Search code examples
mpidistributed-computinghpc

How to do an MPI_Scatter in MPI to all nodes except the root?


In MPI, if I perform an MPI_Scatter on MPI_COMM_WORLD, all the nodes receive some data (including the sending root).

How do I perform an MPI_Scatter from a root node to all the other nodes and make sure the root node does not receive any data?

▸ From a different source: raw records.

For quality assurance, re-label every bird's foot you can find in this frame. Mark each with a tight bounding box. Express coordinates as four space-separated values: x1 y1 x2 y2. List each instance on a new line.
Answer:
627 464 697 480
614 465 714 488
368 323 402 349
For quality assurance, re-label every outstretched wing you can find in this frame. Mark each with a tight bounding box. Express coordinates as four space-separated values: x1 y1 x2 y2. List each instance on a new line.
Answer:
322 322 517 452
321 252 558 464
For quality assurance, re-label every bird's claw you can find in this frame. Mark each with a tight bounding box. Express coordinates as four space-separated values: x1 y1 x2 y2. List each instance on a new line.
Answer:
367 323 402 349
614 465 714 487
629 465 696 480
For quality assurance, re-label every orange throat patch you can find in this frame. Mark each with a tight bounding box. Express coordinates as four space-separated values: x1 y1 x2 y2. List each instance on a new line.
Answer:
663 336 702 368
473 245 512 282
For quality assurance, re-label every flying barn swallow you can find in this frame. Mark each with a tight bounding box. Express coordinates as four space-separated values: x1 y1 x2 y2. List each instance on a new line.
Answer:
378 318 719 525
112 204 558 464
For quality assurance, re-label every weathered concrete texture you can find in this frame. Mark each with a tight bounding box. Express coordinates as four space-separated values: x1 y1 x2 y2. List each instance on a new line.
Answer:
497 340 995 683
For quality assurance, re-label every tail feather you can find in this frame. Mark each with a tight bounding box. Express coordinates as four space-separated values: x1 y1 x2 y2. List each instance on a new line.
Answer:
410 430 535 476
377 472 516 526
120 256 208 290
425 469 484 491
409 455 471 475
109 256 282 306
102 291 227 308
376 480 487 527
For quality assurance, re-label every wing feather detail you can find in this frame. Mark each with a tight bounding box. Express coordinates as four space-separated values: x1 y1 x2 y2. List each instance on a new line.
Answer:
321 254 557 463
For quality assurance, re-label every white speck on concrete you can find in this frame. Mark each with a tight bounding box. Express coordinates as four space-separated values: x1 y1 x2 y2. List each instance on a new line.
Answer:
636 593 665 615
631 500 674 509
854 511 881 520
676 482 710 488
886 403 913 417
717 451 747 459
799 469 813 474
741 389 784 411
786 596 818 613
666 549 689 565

Is creating a new MPI_Comm containing all the nodes but the root a viable approach?


Solution

  • Let's imagine your code looks like that:

    int rank, size;    // rank of the process and size of the communicator
    int root = 0;      // root process of our scatter
    int recvCount = 4; // or whatever
    double *sendBuf = rank == root ? new double[recvCount * size] : NULL;
    double *recvBuf = new double[recvCount];
    
    MPI_Scatter( sendBuf, recvCount, MPI_DOUBLE,
                 recvBuf, recvCount, MPI_DOUBLE,
                 root, MPI_COMM_WORLD );
    

    So in here, indeed, the root process will send data to itself although this could be avoided. Here are the two obvious methods that come to mind to achieve that.

    Using MPI_IN_PLACE
    The call to MPI_Scatter() wouldn't have to change. The only change in the code would be for the definition of the receiving buffer, which would become something like this:

    double *recvBuf = rank == root ?
                      static_cast<double*>( MPI_IN_PLACE ) :
                      new double[recvCount];
    

    Using MPI_Scatterv()
    With that, you'd have to define an array of integers describing the individual receiving sizes, an array of displacements describing the starting indexes and use them in a call to MPI_Scatterv() which would replace you call to MPI_Scatter() like this:

    int sendCounts[size] = {recvCount};  // everybody receives recvCount data
    sendCounts[root] = 0;                // but the root process
    int displs[size];
    for ( int i = 0; i < size; i++ ) {
        displs[i] = i * recvCount;
    }
    
    MPI_Scatterv( sendBuf, sendCounts, displs, MPI_DOUBLE,
                  recvBuf, recvCount, MPI_DOUBLE,
                  root, MPI_COMM_WORLD );
    

    Of course in both cases no data would be on receiving buffer for process root and this would have to be accounted for in your code.

    I personally prefer the first option, but both work.